New York’s Grand Marshal

By Irish America Staff
April / May 2004

When Thomas Gleason, 79, leads the St. Patrick’s Day Parade up Fifth Avenue he will be following in his father’s footsteps. His father, the late Thomas W. “Teddy” Gleason, was Grand Marshal in 1983.

A World War II veteran, Thomas Gleason joined the Marines at the end of 1941. He served in the Marshall Islands and the Marianas (from where the Army Air Corps’ long-range bombers could make non-stop strikes on Japan). Gleason was wounded in combat and lost a leg. Shrapnel from his other leg was only removed last year, he told Irish America.

After the war, Gleason became a lawyer, and he still practices at his Manhattan firm of Gleason and Matthews on lower Broadway.

Gleason’s grandfather emigrated to New York from Tipperary, joined the military and saw action in the Spanish American War.

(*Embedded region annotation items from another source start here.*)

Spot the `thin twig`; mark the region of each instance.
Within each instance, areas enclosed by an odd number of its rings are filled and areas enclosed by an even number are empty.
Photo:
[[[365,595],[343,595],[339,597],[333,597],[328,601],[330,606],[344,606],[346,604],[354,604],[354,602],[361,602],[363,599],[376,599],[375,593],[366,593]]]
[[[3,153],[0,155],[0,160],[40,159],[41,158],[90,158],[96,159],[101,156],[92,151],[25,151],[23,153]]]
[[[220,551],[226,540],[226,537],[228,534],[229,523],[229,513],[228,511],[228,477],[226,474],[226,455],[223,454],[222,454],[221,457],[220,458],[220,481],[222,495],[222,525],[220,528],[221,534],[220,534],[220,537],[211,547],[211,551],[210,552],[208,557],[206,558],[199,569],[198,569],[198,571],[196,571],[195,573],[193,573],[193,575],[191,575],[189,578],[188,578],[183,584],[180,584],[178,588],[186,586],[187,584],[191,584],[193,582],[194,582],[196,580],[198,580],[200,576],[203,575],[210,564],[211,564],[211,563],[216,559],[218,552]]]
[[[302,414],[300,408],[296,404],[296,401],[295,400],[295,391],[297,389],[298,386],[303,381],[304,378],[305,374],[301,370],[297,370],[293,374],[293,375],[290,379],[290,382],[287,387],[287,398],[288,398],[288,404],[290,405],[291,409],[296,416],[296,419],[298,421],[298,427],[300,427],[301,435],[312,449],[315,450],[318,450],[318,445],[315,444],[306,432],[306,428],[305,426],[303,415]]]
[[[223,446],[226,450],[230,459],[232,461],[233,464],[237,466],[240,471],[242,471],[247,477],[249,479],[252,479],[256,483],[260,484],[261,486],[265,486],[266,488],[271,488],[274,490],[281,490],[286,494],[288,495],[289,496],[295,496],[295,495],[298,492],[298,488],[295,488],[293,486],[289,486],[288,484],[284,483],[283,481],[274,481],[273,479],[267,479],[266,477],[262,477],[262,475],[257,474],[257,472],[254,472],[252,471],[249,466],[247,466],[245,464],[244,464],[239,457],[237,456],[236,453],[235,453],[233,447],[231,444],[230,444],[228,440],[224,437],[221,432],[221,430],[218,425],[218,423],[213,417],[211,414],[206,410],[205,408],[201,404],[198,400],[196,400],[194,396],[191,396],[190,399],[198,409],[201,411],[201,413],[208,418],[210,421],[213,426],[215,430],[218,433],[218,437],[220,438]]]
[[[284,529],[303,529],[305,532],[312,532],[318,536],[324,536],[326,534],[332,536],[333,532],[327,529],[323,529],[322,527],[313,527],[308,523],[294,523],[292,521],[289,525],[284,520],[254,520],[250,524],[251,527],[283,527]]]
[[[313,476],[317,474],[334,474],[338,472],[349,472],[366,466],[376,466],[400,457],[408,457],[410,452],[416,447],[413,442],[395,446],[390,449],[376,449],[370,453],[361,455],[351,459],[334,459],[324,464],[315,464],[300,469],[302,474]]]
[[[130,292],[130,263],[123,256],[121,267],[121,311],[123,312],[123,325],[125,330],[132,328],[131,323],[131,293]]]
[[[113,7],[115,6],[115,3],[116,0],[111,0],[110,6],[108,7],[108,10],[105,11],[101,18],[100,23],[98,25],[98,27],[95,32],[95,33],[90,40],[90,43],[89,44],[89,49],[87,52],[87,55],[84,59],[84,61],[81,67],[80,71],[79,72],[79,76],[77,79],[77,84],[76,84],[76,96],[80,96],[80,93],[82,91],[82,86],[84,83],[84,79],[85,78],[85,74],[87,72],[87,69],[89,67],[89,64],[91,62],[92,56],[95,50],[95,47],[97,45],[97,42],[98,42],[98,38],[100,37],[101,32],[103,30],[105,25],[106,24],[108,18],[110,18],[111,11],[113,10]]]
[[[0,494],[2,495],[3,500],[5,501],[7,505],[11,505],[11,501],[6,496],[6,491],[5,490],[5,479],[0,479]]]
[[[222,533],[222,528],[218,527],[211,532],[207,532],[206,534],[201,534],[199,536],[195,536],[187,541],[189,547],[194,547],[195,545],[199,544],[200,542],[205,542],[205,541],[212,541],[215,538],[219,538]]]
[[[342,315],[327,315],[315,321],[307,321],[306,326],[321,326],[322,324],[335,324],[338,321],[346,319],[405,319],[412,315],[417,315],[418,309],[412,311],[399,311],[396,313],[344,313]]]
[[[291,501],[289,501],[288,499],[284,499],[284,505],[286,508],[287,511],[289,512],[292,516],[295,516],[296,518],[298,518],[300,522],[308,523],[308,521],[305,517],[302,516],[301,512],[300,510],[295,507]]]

His father, the aforementioned Teddy Gleason, was the powerful president of the International Longshoremen’s Association for 24 years, beginning in 1963.

This will be the 243rd New York St. Patrick’s Day Parade. The first parade in NYC took place in 1766 when Irishmen from the Revolutionary War brought the tradition to the New World. The military units continued to march each year until after the War of 1812 when local Irish fraternal and beneficial societies began sponsoring the parade.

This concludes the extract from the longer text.